"Here pretty bird."

Joan smiled as she watched her daughter, Angelica, climb up on a park bench. The bird sat perched on a low branch a foot or two out of reach.

"I won't hurt you, Mister Bird." Angelica climbed up onto the back of the bench. Joan wasn't worried; even at four years of age, she had a wonderful sense of balance.

"Mommy, what kind of bird is this? It's not even scared of me."

"I don't know, Sweetheart. It doesn't look like you can reach it. Maybe we can go to the other side of the park and feed the ducks."

"I wanna pet this one." She reached up and lost her balance, but caught herself before she came tumbling to the ground. "See, Mommy, I'm okay."

Joan walked over to Angelica with every intention of forcing her daughter to leave the bird alone. Once she was close, however, she couldn't help but want to touch it herself.

"Lift me, mommy. Lift me so I can pet the pretty bird."
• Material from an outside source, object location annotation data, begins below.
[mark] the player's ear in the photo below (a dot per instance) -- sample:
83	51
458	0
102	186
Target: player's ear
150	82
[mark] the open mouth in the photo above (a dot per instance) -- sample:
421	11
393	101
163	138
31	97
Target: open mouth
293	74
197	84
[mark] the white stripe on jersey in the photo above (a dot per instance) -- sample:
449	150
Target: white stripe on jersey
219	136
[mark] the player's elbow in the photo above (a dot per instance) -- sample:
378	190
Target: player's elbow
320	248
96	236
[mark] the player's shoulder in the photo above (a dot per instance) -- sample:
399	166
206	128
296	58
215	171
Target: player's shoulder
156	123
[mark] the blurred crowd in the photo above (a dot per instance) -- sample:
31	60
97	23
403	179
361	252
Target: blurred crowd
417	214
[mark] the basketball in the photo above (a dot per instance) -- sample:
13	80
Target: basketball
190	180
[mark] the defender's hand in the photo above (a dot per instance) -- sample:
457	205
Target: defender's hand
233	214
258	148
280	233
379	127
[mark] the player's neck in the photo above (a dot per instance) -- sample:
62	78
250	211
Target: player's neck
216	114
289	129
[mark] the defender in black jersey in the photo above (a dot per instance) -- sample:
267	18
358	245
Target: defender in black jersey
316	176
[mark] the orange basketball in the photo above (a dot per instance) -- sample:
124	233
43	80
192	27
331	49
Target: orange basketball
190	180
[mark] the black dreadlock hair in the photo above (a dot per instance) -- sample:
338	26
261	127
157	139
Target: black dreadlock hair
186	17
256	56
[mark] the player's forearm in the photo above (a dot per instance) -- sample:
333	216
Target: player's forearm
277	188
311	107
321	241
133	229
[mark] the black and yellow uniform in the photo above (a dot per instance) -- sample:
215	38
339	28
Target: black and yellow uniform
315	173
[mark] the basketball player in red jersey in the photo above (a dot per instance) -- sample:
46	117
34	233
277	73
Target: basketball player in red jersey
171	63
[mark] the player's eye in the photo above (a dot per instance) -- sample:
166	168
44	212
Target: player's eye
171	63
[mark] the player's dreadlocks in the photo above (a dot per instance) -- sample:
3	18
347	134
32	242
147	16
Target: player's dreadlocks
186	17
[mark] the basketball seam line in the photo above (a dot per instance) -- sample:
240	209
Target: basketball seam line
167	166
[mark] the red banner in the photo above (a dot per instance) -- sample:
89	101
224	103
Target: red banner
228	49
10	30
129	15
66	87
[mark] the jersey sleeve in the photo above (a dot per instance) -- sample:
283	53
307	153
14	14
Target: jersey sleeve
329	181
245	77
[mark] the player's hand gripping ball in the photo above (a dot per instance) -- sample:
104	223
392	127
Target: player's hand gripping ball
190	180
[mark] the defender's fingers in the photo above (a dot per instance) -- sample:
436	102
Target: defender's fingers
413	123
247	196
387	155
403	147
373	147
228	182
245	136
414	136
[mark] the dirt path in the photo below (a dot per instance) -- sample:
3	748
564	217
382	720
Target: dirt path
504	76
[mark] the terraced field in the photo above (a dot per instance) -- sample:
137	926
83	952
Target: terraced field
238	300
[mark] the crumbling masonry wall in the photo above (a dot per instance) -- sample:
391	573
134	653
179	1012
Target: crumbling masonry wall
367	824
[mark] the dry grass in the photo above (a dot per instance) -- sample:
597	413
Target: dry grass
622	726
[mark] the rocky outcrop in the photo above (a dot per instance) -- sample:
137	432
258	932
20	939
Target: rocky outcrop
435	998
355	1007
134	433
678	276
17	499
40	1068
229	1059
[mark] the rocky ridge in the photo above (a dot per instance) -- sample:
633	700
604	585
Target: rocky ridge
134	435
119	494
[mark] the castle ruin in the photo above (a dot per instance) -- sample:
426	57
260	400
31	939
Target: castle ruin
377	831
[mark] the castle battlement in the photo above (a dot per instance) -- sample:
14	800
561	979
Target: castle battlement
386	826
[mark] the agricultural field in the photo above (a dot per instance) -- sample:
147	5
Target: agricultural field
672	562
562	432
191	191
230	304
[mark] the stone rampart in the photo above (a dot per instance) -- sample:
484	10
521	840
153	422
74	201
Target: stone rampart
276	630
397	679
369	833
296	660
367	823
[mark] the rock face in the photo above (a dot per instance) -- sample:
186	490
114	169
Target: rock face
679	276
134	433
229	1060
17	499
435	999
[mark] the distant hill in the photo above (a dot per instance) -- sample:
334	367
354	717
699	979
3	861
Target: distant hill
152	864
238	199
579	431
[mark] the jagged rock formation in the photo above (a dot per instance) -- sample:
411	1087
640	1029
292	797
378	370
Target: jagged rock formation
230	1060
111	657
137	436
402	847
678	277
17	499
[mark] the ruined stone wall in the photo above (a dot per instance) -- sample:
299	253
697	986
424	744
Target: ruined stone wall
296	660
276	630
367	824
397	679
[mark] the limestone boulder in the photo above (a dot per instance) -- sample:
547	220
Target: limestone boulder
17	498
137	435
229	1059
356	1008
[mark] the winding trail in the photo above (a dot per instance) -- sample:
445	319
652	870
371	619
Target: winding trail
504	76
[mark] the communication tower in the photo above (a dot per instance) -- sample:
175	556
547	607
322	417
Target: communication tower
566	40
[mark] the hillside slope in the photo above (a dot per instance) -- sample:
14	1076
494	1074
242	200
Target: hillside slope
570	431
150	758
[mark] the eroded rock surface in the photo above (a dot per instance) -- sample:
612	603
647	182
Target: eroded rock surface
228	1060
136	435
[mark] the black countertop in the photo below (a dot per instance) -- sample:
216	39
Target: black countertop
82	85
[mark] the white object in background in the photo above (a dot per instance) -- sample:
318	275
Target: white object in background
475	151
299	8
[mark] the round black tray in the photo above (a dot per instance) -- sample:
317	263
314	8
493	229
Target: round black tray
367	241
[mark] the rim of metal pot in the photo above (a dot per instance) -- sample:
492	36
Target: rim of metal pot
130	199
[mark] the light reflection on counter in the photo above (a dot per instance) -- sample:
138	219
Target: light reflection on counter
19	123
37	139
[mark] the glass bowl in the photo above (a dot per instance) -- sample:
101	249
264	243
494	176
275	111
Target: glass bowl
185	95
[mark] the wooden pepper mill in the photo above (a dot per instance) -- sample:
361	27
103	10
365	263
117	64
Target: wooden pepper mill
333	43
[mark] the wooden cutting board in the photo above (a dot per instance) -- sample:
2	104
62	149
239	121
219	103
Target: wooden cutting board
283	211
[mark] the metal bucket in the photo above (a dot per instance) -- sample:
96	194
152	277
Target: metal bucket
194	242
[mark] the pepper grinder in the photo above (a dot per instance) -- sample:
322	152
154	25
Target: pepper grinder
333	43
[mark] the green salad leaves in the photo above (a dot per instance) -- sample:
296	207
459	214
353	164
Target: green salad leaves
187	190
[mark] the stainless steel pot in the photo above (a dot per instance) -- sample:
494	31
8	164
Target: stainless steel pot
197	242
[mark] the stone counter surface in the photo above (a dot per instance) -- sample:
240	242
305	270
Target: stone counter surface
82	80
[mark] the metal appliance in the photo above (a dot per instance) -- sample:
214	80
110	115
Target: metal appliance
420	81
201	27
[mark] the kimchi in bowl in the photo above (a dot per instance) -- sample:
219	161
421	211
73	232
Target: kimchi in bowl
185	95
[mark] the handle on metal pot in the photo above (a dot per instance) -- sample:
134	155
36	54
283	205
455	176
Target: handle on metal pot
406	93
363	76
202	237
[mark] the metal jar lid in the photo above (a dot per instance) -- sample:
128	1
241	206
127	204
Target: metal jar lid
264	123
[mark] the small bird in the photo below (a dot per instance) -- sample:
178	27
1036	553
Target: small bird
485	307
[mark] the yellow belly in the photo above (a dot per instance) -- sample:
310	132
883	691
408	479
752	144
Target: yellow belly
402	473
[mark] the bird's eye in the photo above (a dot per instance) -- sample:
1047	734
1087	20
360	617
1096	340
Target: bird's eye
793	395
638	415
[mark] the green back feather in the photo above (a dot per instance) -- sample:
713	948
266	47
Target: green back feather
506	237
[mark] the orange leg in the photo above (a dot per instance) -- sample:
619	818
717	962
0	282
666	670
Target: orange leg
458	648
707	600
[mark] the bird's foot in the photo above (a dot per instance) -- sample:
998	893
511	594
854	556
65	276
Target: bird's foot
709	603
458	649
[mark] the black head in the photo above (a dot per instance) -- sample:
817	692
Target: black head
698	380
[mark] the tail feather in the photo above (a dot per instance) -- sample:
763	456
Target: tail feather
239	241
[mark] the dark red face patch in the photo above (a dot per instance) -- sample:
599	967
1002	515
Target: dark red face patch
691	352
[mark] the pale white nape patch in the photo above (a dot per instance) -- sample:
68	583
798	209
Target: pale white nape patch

"Yes." Joan felt herself moving in a mechanical motion. Angelica mustn't scare the bird away. No, she mustn't. Joan had to touch it, too.

"Nice bird," Angelica said as Joan boosted her up. "I just want to pet you."

The bird turned towards them. It was the first movement Joan had seen the bird make. Its eyes lit up to a bright crimson, and its beak bent into a sinister smile. The spell over Joan snapped, and it was all she could do not drop her daughter. Angelica took the bird's movements in stride. She was still reaching for it as Joan lowered her to the ground.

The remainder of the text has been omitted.